Der Apfel hat den großen Vorteil, dass er bis zu 85 Prozent aus Wasser besteht. Das heißt, ein Apfel hat um die 50 bis 70 Kilokalorien. Er ist somit relativ energiearm und dadurch eine perfekte Zwischenmahlzeit. Daneben enthält der Apfel hohe Mengen an Ballaststoffen, insbesondere Pektin und Zellulose. Die Ballaststoffe machen satt, so eignet sich der Apfel ideal zur Gewichtsreduktion. Das Pektin schützt durch seine Wasserbindungs- und Quellfähigkeit vor Verstopfung und kann gleichzeitig Gallensäuren binden, die dann ausgeschieden werden. Zur Nachproduktion braucht der Körper Cholesterin – so senkt das Pektin beziehungsweise der Apfel zusätzlich den Cholesterinspiegel.

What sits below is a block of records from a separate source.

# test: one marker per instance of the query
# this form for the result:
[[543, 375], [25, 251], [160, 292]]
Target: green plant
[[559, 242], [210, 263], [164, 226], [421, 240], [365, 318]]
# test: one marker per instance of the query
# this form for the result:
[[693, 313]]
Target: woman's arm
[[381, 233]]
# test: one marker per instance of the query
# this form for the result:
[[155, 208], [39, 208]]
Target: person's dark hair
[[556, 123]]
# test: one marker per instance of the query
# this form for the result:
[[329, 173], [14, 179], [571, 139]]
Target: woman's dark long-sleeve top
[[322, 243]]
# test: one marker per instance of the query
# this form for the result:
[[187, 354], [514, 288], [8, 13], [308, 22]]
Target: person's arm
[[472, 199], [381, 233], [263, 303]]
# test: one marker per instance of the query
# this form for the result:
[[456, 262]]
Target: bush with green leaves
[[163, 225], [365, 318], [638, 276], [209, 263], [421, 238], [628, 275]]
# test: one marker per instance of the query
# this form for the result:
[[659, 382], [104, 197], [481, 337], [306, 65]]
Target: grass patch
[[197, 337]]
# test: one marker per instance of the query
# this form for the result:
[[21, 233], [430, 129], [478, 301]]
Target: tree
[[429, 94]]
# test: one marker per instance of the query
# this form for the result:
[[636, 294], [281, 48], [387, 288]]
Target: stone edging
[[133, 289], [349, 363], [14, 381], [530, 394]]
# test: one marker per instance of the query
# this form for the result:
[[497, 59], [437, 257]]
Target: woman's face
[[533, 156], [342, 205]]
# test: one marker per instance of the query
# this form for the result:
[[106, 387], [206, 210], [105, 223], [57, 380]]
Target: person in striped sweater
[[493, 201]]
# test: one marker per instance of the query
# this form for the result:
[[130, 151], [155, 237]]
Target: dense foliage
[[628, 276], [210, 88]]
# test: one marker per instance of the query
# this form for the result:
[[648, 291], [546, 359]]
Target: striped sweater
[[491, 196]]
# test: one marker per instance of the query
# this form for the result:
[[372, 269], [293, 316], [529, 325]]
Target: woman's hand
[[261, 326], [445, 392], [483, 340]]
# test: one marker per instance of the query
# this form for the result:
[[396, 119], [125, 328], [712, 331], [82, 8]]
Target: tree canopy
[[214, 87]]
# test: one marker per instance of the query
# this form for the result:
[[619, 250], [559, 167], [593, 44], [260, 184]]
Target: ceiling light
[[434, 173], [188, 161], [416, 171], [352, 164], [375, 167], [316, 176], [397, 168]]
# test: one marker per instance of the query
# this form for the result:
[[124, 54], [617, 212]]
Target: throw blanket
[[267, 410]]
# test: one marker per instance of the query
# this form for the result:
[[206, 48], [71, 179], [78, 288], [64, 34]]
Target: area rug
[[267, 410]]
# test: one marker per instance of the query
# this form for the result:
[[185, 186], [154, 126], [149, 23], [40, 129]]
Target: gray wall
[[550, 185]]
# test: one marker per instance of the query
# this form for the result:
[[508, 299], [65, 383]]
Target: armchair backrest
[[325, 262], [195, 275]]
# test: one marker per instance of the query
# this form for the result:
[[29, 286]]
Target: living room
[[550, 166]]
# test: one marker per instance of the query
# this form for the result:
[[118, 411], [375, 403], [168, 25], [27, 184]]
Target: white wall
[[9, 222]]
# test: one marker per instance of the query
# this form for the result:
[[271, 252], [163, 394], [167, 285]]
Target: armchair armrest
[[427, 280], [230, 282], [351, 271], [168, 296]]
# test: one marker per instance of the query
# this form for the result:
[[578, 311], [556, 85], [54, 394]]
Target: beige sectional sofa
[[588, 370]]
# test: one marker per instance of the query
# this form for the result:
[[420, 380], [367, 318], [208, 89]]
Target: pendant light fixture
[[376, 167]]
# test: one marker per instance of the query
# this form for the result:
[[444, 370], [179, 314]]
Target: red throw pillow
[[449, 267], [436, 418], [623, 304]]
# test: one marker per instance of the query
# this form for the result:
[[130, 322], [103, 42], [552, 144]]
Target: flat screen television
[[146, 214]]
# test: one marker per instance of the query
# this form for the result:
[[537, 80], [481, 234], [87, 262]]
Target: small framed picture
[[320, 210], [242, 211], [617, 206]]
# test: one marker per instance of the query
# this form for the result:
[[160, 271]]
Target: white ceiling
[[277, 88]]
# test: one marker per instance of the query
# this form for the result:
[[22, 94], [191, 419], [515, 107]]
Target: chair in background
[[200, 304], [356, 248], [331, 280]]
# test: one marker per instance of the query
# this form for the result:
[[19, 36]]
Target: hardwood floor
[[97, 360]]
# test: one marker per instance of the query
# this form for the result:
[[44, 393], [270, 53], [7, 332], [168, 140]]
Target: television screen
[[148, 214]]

Es heißt auch, der Apfel schützt vor Krebs?

Es gibt Untersuchungen, dass der Apfel aufgrund des Ballaststoffgehalts vor Adipositas und Übergewicht schützt. Es gibt sogar Untersuchungen, dass das Risiko an Diabetes Typ 2 zu erkranken durch Apfelkonsum sinken kann. Und, ja, auch das Risiko an Herzkreislauferkrankungen, Darm- oder Brustkrebs zu erkranken, kann durch regelmäßigen Konsum verringert werden. Dieser Zusammenhang beruht auf der anti-oxidativen Wirkung der enthaltenen Vitamine C sowie der sekundären Pflanzeninhaltsstoffen.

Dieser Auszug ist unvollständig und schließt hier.